Jedoch gibt es immer mehr Menschen, die sich damit in ganz Afrika beschäftigen und es wird immer deutlicher, dass gerade dort Methoden und Werkzeuge gebraucht werden, um die Desertifikation und Bodenerosion zu stoppen und stattdessen lebendige, lokale Systeme (sowohl im Garten als auch in der regionalen Dorfstruktur) zu schaffen.
In Kenja hat sich vor 2 Jahren ein Permakultur-Institut gegründet, wo international anerkannte Kurse (Design Kurse) gegeben werden und auch konkrete Projekte entstehen.
Kurz nachdem ich die Entscheidung getroffen hatte, nach Uganda zu gehen, hörte ich von einem „Teachers Training“ (Ausbildung zum Permakultur-Lehrer) in genau dieser Zeit in Nairobi.
Es wird veranstaltet von Warren Brush, der die Permakultur auf eine sehr schöne Weise unterrichtet und dabei sehr kreative Methoden verwendet. Er verbindet die Permakultur, das Wildniswissen und das Geschichten-Erzählen (storytelling). Weiter Infos zu ihm gibt es hier.
 
Martha und Yusuf
… sind Freunde von mir in Uganda. Mit den beiden habe ich in dem Baum-Pflanz-Projekt gemeinsam gearbeitet, wie manche von euch sicher wissen.
Martha ist jetzt 26, Yusuf hat schon Kinder und ist 45 Jahre alt. Beide sind total begeistert davon, ihren Teil zu einer besseren Welt beizutragen. Yusuf hat den schönsten Wald-Garten, den ich kenne, und lebt für die Bäume.
Das Ziel unserer Arbeit war, die Menschen aus den Dorfgemeinschaften dazu zu begeistern, Bäume zu pflanzen. Bäume, die man gut im Garten pflanzen kann und die das Gemüse positiv beeinflussen und zum Agroforst-Anbau geeignet sind.
Mein Wunsch ist es, Martha und Yusuf zu dem Permaculture-Teachers-Training in Nairobi mitzunehmen. Voraussetzung dafür ist die Teilnahme an einem 12-tägigen Permakultur Design Kurs. Den haben sie im November gemacht und waren total begeistert.
Ich möchte, dass die Permakultur in Uganda und Afrika immer bekannter wird, dass die Menschen dort Zugang zu diesem Wissen haben und es dann leicht anwenden können in ihrem eigenen Garten und in ihrer eigenen Dorfgemeinschaft.
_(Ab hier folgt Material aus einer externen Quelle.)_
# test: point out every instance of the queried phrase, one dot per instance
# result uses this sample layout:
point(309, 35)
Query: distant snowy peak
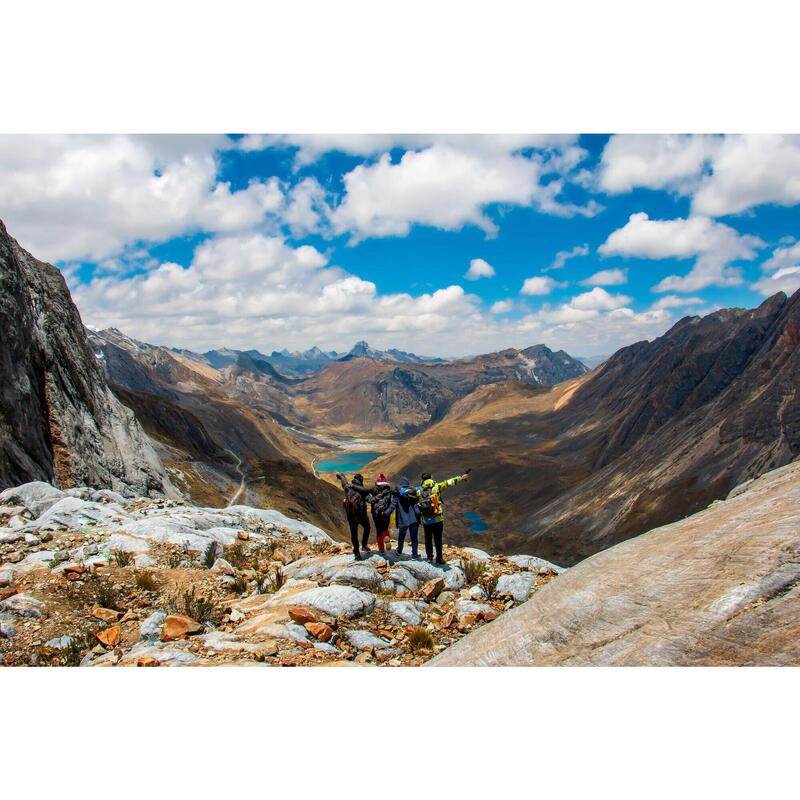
point(363, 350)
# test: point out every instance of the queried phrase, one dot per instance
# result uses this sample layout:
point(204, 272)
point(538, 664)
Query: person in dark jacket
point(406, 509)
point(355, 506)
point(381, 501)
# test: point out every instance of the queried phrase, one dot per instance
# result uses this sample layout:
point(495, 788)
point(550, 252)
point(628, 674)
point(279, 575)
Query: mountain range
point(565, 461)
In Uganda gibt es derzeit noch keine Lehrer oder Multiplikatoren dafür. Die neue Denkweise, das systemische Denken und das Verständis, dass alles verbunden ist und voneinander abhängt, ist meiner Meinung nach sehr wichtig in dieser Zeit des globalen Wandels.
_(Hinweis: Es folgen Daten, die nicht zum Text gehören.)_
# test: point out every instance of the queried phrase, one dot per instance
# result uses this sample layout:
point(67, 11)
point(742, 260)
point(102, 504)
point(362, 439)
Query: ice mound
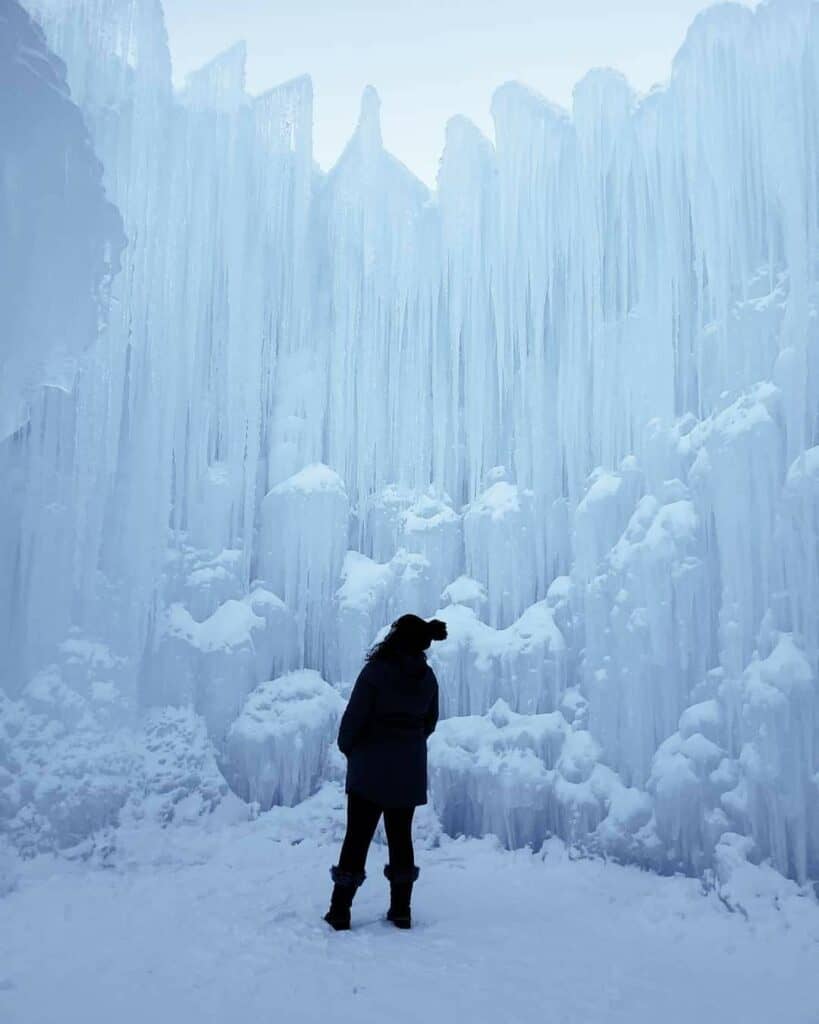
point(213, 665)
point(524, 777)
point(477, 665)
point(69, 774)
point(276, 751)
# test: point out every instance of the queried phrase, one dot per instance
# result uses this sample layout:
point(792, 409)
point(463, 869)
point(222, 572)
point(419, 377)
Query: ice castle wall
point(569, 398)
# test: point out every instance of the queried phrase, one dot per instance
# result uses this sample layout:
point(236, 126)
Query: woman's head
point(408, 635)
Wichtig ist, dass Einheimsche ausgebildet werden, die sowohl die Kultur, als auch die Sprachen und die klimatischen Bedingungen kennen.
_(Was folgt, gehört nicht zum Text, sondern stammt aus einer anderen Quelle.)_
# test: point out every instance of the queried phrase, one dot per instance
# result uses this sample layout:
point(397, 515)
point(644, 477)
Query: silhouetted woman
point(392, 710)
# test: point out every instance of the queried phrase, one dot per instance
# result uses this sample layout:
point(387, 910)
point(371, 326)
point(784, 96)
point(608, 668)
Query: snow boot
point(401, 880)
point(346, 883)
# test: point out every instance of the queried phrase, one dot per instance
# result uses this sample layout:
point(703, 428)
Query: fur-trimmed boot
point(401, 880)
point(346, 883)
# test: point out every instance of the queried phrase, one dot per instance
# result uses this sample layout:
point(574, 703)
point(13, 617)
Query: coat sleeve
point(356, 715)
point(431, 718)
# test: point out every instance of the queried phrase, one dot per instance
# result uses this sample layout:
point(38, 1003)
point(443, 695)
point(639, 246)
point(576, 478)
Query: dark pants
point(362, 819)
Uganda spürt die Auswirkungen vom Klimawandel wesentlich mehr als wir hier in Deutschland.
Ich weiß, dass die Permakultur helfen kann, wieder regionale Kreisläufe aufzubauen, Biotope zu schaffen und gleichzeitig den Grad an Selbstversorgung zu verbessernP1100091.

Um Martha und Yusuf als Permakultur-Lehrer auszubilden, brauche ich eure Hilfe.
Das Training kostet für beide 500 Dollar. (also 1000 Dollar insgesamt) Wenn mehr zusammenkommt, würde ich gerne ein paar gute Bücher als Nachschlagwerke kaufen.
Nach dem Teachers Training bleiben mir noch 5 Wochen in Uganda, in denen ich mit Martha und Yusuf schauen werde, was sich im Kleinen schon machen lässt. Auch da wäre es super, auf ein Budget zurückgreifen zu können.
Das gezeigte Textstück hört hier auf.